# Greece or Hawaii? Sailing charter/ Scuba trip



## ltgoshen (Jan 5, 2009)

My wife and I am going to book a trip to Hawaii or Greece? Not sure? We want to charter a sail for a few days or or so and we want to scuba dive as well. We are getting our training for the dive this coming month. So it would need to be a conservative dive. 
Any suggestions?
Where have you been and do you have any photos?


----------



## chef2sail (Nov 27, 2007)

We have been to Hawaii 10 times. No sailboat chartering there really. We have been out on Sailboats there, diving and snorkleing and it is fantastic. Saling there requires huge knowledge and is not for the beginner as the trades blow very strong in the afternoon and if you are in the slots between the islands can be 35-40 knts easily.

I heard Greece is very nice. Contact Paulo ( PCP) he may be able to give you a line on stuff there as he lives in Portugal.
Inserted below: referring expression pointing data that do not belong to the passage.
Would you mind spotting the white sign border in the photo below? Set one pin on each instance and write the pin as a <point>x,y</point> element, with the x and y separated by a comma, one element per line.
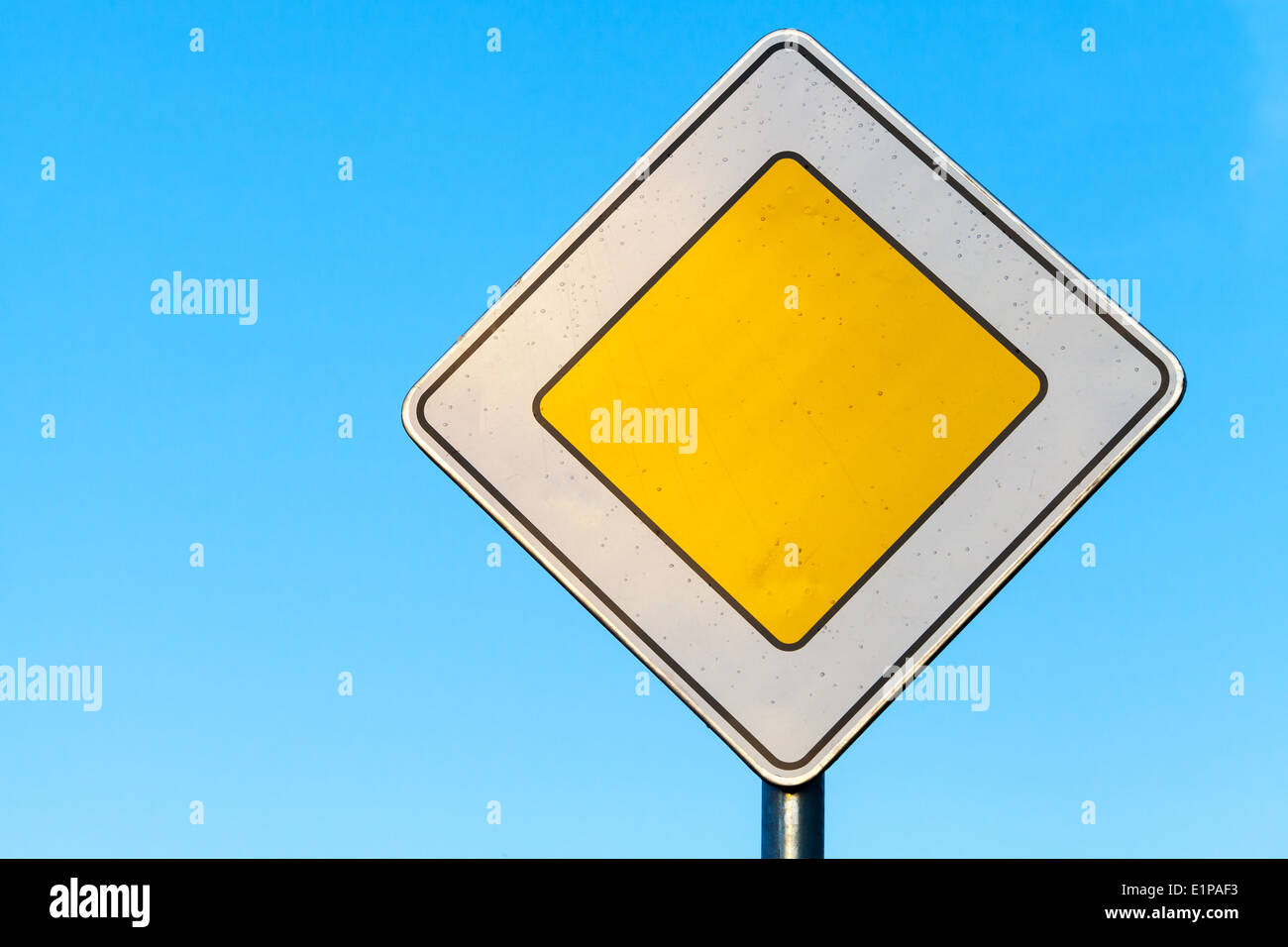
<point>952,620</point>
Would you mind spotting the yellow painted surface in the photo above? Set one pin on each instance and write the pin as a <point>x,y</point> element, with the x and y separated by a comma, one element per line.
<point>815,425</point>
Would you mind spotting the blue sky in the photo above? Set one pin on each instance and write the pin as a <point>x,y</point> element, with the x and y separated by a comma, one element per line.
<point>476,684</point>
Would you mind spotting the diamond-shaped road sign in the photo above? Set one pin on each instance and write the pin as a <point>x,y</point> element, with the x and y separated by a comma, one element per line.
<point>790,403</point>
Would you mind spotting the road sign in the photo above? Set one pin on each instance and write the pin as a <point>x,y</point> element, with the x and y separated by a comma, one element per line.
<point>790,403</point>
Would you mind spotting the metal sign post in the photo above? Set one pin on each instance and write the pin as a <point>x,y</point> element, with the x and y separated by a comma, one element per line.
<point>791,819</point>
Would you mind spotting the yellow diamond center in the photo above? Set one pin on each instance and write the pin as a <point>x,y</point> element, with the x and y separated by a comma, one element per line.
<point>787,401</point>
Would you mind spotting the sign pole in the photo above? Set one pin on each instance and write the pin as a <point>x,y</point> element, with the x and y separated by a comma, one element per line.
<point>791,819</point>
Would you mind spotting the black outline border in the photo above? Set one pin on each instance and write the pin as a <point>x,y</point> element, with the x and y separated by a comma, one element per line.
<point>915,525</point>
<point>932,162</point>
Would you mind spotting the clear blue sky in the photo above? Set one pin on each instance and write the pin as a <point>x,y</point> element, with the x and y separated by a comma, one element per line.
<point>473,684</point>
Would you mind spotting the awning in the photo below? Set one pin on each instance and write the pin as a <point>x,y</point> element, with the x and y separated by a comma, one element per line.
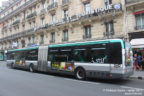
<point>137,43</point>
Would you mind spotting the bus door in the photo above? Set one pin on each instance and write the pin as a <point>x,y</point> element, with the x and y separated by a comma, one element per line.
<point>115,57</point>
<point>42,58</point>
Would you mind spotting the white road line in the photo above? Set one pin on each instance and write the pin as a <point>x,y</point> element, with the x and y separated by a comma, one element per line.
<point>132,88</point>
<point>81,81</point>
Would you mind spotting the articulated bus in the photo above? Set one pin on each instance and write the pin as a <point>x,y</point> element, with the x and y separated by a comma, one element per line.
<point>105,59</point>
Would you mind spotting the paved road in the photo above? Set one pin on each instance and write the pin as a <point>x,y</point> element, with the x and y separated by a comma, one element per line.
<point>23,83</point>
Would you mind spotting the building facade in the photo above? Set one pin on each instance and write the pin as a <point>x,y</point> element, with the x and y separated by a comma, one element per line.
<point>27,23</point>
<point>135,18</point>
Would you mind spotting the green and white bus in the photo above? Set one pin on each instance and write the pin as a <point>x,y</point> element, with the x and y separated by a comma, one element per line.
<point>111,59</point>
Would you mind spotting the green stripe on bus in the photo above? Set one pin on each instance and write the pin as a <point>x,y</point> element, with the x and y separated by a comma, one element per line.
<point>24,49</point>
<point>86,43</point>
<point>121,41</point>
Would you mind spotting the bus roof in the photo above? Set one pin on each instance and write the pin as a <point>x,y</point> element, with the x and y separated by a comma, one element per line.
<point>23,49</point>
<point>88,43</point>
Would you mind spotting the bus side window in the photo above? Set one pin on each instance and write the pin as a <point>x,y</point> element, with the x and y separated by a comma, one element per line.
<point>98,53</point>
<point>114,53</point>
<point>81,54</point>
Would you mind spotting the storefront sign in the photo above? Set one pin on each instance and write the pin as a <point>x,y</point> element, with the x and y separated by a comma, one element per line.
<point>97,11</point>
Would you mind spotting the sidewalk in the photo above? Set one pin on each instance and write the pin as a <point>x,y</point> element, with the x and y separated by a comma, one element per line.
<point>138,75</point>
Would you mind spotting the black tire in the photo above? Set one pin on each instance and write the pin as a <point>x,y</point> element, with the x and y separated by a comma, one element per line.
<point>31,68</point>
<point>80,74</point>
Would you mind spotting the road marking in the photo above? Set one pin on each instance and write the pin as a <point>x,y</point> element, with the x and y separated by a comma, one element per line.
<point>132,88</point>
<point>87,82</point>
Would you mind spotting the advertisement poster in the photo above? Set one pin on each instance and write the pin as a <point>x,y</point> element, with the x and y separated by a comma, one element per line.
<point>1,56</point>
<point>20,62</point>
<point>64,66</point>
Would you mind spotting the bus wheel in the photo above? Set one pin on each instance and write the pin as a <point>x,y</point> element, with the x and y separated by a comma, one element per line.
<point>31,68</point>
<point>80,74</point>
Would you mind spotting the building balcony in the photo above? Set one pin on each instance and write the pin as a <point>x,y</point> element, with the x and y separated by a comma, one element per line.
<point>42,26</point>
<point>16,22</point>
<point>19,34</point>
<point>31,15</point>
<point>134,2</point>
<point>86,36</point>
<point>41,43</point>
<point>20,8</point>
<point>53,6</point>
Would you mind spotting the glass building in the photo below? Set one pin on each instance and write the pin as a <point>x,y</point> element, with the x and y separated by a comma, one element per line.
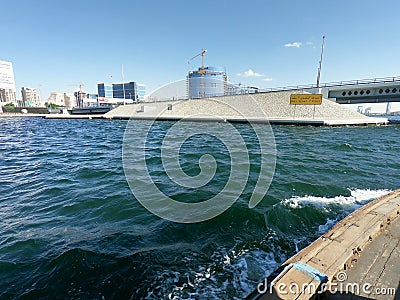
<point>129,90</point>
<point>105,90</point>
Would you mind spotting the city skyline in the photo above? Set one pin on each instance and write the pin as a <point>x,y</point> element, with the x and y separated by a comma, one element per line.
<point>57,46</point>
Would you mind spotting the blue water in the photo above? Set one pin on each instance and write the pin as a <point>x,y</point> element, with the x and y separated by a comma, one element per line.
<point>71,227</point>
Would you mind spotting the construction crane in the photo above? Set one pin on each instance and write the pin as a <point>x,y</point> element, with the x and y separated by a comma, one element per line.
<point>202,68</point>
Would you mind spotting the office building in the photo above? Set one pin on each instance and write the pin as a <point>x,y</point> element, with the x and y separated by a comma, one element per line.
<point>30,97</point>
<point>121,92</point>
<point>62,99</point>
<point>7,83</point>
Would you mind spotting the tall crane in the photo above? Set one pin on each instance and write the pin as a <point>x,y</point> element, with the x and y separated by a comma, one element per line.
<point>202,68</point>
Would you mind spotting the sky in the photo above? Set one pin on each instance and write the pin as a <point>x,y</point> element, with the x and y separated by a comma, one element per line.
<point>57,45</point>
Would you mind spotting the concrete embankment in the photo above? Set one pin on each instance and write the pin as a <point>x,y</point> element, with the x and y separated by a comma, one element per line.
<point>359,258</point>
<point>271,107</point>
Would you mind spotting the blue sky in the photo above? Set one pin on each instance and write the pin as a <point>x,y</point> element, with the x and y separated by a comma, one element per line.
<point>56,45</point>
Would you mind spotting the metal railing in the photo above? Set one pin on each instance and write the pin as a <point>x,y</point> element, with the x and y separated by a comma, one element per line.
<point>333,84</point>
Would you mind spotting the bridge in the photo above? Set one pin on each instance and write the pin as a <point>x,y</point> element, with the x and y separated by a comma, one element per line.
<point>376,90</point>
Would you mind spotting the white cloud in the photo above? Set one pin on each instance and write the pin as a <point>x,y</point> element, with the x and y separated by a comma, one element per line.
<point>294,44</point>
<point>250,73</point>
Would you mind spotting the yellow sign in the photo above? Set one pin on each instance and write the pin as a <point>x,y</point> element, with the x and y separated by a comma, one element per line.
<point>306,99</point>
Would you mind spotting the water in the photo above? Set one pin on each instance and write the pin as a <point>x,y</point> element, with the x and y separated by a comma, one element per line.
<point>71,228</point>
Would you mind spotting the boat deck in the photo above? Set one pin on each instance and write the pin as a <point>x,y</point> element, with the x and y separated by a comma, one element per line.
<point>359,258</point>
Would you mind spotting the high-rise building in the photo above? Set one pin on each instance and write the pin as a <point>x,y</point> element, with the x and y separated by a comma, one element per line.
<point>207,82</point>
<point>62,99</point>
<point>131,91</point>
<point>30,97</point>
<point>141,91</point>
<point>7,83</point>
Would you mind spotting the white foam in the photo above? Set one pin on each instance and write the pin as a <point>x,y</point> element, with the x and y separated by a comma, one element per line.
<point>357,198</point>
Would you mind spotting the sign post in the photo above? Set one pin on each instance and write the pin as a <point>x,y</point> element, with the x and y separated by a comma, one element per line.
<point>306,99</point>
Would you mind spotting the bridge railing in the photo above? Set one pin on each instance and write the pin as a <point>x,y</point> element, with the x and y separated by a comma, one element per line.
<point>334,84</point>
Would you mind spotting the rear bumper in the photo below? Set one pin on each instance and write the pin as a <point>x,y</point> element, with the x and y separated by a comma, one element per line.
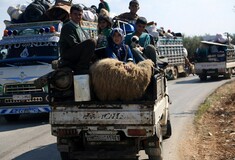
<point>38,103</point>
<point>24,109</point>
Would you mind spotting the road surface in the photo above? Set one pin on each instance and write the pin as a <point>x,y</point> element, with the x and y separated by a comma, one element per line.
<point>31,138</point>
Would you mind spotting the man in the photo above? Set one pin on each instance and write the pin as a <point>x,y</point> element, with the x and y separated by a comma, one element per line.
<point>145,50</point>
<point>132,15</point>
<point>76,46</point>
<point>103,5</point>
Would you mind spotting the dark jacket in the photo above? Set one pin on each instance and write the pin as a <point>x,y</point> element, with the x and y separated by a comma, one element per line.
<point>121,52</point>
<point>71,35</point>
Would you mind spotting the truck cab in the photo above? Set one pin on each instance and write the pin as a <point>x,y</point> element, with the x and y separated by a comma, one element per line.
<point>26,53</point>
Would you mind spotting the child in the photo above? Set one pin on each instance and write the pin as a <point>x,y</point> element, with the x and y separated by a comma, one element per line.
<point>104,29</point>
<point>116,48</point>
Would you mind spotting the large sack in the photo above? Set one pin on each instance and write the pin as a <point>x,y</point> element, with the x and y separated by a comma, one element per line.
<point>113,80</point>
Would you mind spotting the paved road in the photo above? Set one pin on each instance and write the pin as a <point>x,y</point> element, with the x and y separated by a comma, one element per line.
<point>30,138</point>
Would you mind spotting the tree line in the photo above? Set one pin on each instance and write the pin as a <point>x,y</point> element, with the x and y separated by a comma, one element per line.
<point>192,43</point>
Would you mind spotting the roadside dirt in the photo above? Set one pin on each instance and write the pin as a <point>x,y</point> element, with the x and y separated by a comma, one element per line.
<point>213,135</point>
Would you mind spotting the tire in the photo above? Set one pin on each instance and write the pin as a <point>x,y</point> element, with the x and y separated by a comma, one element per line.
<point>203,77</point>
<point>168,130</point>
<point>215,77</point>
<point>228,75</point>
<point>64,156</point>
<point>155,152</point>
<point>155,158</point>
<point>12,117</point>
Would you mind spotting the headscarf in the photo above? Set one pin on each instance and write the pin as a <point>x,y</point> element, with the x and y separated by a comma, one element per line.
<point>119,50</point>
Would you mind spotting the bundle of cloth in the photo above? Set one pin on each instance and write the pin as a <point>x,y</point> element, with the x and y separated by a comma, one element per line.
<point>112,79</point>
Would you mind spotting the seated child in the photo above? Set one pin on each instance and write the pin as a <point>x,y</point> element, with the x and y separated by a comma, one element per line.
<point>104,29</point>
<point>116,47</point>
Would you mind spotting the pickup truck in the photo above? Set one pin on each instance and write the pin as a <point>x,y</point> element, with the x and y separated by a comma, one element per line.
<point>26,53</point>
<point>95,129</point>
<point>214,59</point>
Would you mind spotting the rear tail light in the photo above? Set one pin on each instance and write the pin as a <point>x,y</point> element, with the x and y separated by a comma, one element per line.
<point>52,29</point>
<point>136,132</point>
<point>67,132</point>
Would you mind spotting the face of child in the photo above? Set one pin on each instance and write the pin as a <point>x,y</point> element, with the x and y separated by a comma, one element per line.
<point>117,38</point>
<point>140,28</point>
<point>102,24</point>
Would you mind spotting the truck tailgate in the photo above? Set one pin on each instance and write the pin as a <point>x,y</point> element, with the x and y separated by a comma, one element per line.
<point>133,114</point>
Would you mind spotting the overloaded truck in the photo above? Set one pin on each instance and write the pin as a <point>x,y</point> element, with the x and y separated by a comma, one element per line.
<point>26,53</point>
<point>173,49</point>
<point>88,126</point>
<point>214,59</point>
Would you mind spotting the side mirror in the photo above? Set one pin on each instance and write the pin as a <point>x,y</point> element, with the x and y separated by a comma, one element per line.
<point>162,62</point>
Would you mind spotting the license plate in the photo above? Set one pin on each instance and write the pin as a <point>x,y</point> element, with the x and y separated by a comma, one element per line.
<point>210,71</point>
<point>98,138</point>
<point>21,97</point>
<point>24,110</point>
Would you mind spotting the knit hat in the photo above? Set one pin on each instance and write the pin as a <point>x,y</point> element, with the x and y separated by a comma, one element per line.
<point>133,2</point>
<point>105,18</point>
<point>141,20</point>
<point>119,30</point>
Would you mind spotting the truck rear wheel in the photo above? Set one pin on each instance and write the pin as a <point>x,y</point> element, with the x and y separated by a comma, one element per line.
<point>175,73</point>
<point>12,117</point>
<point>203,77</point>
<point>154,146</point>
<point>65,156</point>
<point>228,75</point>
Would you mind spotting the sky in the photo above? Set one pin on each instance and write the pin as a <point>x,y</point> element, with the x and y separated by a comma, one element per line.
<point>190,17</point>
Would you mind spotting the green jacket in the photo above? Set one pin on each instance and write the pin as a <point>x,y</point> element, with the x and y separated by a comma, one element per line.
<point>71,35</point>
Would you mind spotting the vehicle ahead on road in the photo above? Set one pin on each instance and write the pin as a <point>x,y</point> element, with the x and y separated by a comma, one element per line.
<point>26,53</point>
<point>176,54</point>
<point>214,59</point>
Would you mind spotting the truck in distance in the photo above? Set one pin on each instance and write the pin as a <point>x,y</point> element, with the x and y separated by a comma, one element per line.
<point>26,53</point>
<point>214,59</point>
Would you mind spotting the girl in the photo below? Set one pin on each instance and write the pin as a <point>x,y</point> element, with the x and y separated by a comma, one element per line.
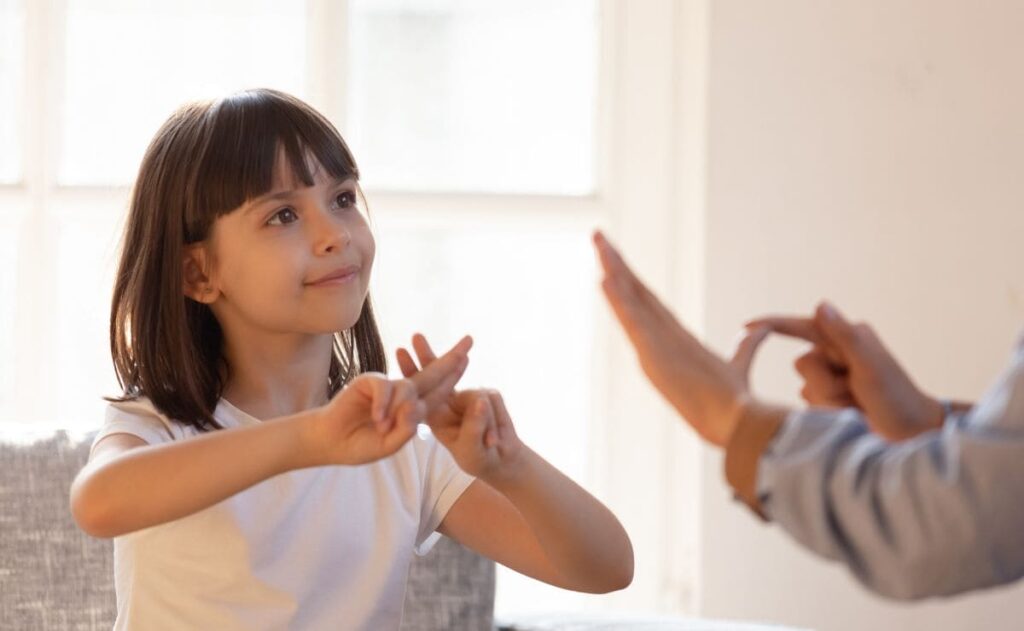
<point>259,469</point>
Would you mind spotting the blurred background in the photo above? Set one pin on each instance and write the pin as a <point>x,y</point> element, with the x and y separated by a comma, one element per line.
<point>748,156</point>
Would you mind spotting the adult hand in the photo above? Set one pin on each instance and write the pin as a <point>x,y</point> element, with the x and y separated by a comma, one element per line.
<point>708,391</point>
<point>849,366</point>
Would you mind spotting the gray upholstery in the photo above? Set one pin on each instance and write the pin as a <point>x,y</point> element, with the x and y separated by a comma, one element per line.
<point>54,577</point>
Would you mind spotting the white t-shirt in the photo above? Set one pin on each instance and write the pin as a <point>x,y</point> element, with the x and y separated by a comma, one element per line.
<point>318,548</point>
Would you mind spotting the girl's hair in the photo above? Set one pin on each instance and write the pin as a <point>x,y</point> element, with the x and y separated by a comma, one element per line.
<point>208,159</point>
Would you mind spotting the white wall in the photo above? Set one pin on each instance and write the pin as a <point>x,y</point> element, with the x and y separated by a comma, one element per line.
<point>870,152</point>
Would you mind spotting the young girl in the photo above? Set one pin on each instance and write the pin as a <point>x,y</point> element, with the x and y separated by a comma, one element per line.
<point>260,470</point>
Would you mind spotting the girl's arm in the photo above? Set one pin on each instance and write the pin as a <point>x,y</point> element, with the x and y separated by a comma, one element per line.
<point>541,523</point>
<point>128,485</point>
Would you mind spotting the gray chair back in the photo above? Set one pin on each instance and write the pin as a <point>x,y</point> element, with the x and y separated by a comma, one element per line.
<point>52,576</point>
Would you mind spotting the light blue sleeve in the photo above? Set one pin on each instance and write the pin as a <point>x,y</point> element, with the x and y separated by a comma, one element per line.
<point>939,514</point>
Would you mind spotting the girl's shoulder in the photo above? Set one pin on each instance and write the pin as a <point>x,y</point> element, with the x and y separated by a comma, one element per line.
<point>140,418</point>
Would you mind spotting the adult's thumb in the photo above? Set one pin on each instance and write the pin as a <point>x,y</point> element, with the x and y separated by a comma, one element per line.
<point>835,328</point>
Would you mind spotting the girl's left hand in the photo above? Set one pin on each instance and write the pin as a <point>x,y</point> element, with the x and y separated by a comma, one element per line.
<point>474,424</point>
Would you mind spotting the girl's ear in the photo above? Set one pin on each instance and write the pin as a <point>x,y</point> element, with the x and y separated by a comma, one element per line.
<point>197,283</point>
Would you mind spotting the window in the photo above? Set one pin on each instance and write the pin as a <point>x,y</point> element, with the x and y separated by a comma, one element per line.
<point>11,72</point>
<point>485,131</point>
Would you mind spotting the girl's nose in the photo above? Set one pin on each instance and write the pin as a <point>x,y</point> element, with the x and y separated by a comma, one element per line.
<point>332,235</point>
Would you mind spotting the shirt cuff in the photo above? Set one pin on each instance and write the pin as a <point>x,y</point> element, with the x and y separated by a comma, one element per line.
<point>742,454</point>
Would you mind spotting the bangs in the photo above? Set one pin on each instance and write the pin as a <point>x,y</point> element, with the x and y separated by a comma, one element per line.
<point>247,134</point>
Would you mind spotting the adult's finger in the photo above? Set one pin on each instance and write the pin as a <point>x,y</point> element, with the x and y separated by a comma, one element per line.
<point>747,349</point>
<point>823,385</point>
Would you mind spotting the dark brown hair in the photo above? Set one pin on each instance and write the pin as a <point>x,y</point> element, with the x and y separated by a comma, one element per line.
<point>207,160</point>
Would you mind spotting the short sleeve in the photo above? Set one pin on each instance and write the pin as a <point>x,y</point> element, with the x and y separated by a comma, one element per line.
<point>443,482</point>
<point>138,418</point>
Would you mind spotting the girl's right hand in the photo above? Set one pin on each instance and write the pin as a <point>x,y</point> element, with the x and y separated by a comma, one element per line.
<point>372,417</point>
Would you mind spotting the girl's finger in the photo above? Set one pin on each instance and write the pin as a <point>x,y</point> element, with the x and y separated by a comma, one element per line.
<point>412,412</point>
<point>423,350</point>
<point>503,421</point>
<point>406,363</point>
<point>437,396</point>
<point>479,420</point>
<point>397,435</point>
<point>404,391</point>
<point>382,390</point>
<point>432,375</point>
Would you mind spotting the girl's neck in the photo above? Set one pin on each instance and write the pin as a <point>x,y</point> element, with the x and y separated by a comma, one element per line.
<point>274,376</point>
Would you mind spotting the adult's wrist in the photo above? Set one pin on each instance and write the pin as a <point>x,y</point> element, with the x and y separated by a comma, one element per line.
<point>756,426</point>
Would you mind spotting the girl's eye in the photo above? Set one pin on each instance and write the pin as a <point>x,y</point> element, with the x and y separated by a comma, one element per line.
<point>283,216</point>
<point>345,200</point>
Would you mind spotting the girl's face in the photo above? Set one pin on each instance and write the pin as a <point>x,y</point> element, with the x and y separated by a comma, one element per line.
<point>294,260</point>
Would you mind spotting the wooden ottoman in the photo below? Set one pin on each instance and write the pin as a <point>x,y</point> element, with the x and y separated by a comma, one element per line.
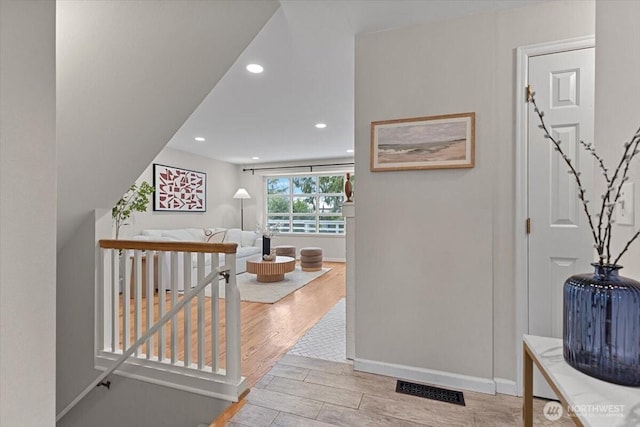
<point>286,250</point>
<point>311,259</point>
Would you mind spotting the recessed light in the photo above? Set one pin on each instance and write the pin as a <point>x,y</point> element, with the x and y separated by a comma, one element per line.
<point>255,68</point>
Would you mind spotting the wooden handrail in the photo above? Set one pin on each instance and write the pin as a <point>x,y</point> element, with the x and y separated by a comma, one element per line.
<point>150,245</point>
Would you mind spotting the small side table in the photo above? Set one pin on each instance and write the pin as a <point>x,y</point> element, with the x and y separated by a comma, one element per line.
<point>589,401</point>
<point>143,266</point>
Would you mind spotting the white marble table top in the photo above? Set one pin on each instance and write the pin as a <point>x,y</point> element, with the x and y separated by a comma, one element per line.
<point>596,403</point>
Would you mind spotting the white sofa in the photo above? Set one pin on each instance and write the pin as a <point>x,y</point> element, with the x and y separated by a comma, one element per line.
<point>249,246</point>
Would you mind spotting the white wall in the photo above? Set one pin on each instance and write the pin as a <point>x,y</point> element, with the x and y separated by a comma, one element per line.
<point>333,247</point>
<point>222,209</point>
<point>27,213</point>
<point>618,106</point>
<point>435,266</point>
<point>129,75</point>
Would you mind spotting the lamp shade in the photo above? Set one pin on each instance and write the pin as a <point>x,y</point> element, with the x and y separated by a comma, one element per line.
<point>241,194</point>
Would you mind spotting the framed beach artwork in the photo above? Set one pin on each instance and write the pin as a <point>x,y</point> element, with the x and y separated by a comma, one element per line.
<point>179,190</point>
<point>435,142</point>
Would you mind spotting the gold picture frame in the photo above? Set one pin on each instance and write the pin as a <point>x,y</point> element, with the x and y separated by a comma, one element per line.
<point>434,142</point>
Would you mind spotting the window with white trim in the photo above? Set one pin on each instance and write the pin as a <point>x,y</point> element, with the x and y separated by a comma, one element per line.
<point>306,203</point>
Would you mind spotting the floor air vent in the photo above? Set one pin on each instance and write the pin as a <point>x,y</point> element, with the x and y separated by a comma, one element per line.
<point>430,392</point>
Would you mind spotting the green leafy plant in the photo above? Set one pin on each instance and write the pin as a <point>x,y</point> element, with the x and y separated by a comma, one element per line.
<point>135,199</point>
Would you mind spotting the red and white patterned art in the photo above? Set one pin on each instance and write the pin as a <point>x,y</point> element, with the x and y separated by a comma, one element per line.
<point>178,189</point>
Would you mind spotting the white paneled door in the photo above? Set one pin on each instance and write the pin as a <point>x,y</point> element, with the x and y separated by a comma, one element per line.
<point>560,241</point>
Hawaii is beautiful, easy to navigate, no passports, spectaular views and restaurants, fishing and snorkeling and diving. Horrible flight for less than 2 week stay if you are from the rights coast as we are IMHO

We love Hawaii and go back every 5 years a swe got married on th Makennna beach in Maui in front of the volcano Haleakala...thus the name of our boat.

dave


----------



## ltgoshen (Jan 5, 2009)

chef2sail said:


> Saling there requires huge knowledge and is not for the beginner as the trades blow very strong in the afternoon and if you are in the slots between the islands can be 35-40 knts easily.
> 
> dave


I'm not ready for strong winds yet. That's for sure. I don't want a dangerous sail. Safety first. Its 5,800 miles to Athens and 4,400 to the big island. We'll only have 5 days plus 2 weekends. 9 days in all. We are both getting our dive cert's in February so we will dive regardless where we end up. We have the free miles racked up for the trip. My wife is going to find out today if they can be used over seas or juse in the US? First time to either place for us. We want to sail some there. So we can put a pin marker in our wall map of places that we have sailed. 
Thanks for the insight


----------